The actual visit took place on Christmas Day, December 25, 2004.
Let's see, now... concerning our news coverage of the event went there was something more about one or more of the various troubles haunting Michael Jackson during the past year or two. Some of that was a suspected of some roiling of the back waters. Then, there was the compelling contrast of tense, active news reporting still more deaths and missing persons from the Indian Ocean tsunami; there was much re-telling about the the doctor waiting for his wife in a restaurant which she was outside in their car - very dead. The entertainment world was deciding who ought to and who ought not to win the upcoming “Golden Globe Awards” which will be handed out Sunday night.. We had a massive mud slide in California; tornadoes along the Arkansas-Oklahoma border and an avalanche of snow, ice, rock and timber in an outback area of Utah with five skiers on the “missing” list. There were floods in Ohio and L.A.; a major industrial fire in Indiana and an gas explosion in South Carolina. Washington D.C. showed more concern over the forty million dollars being spent on the 2nd Inaugural festivities for George W. Bush than on security for that event. But, that quieted down quickly when it was pointed out that the final bill of the Bill Clinton's 2nd celebrations added up to well over that amount.
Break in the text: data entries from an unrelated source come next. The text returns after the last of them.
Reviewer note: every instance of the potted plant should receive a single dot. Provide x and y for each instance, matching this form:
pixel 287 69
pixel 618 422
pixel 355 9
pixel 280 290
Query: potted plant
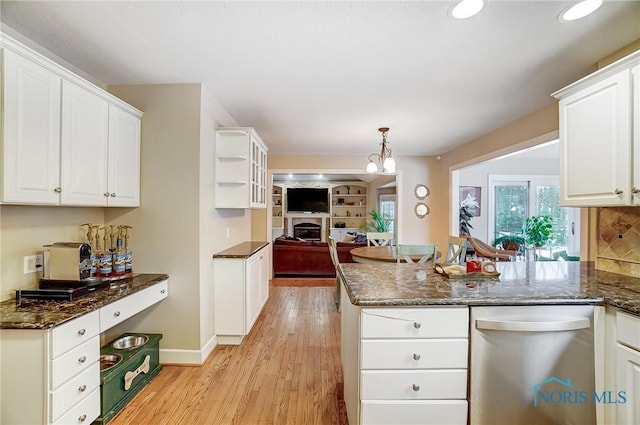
pixel 466 215
pixel 380 223
pixel 509 242
pixel 538 230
This was also the week when Prince Harry happened to attend a private costume party and made the now obvious blunder of dressing up as a rather grubby looking chap wearing, on one arm, a tacky imitation of a Nazi arm band bearing Rudyard Kipling's favorite swastika emblem. The London tabloids hit hapless Harry heavily with pictorial punishment and it added to the stock of such semi-sick stuff the sleaze sorters love Stateside. Great hullabaloo about it being a thoughtless insult to the people of the Holocaust but it's drifting away slowly. Prince Harry plans to stay out of the public eye until he is de-palaced in the next few weeks to start his career as a officer in the Royal Army at Sandhurst.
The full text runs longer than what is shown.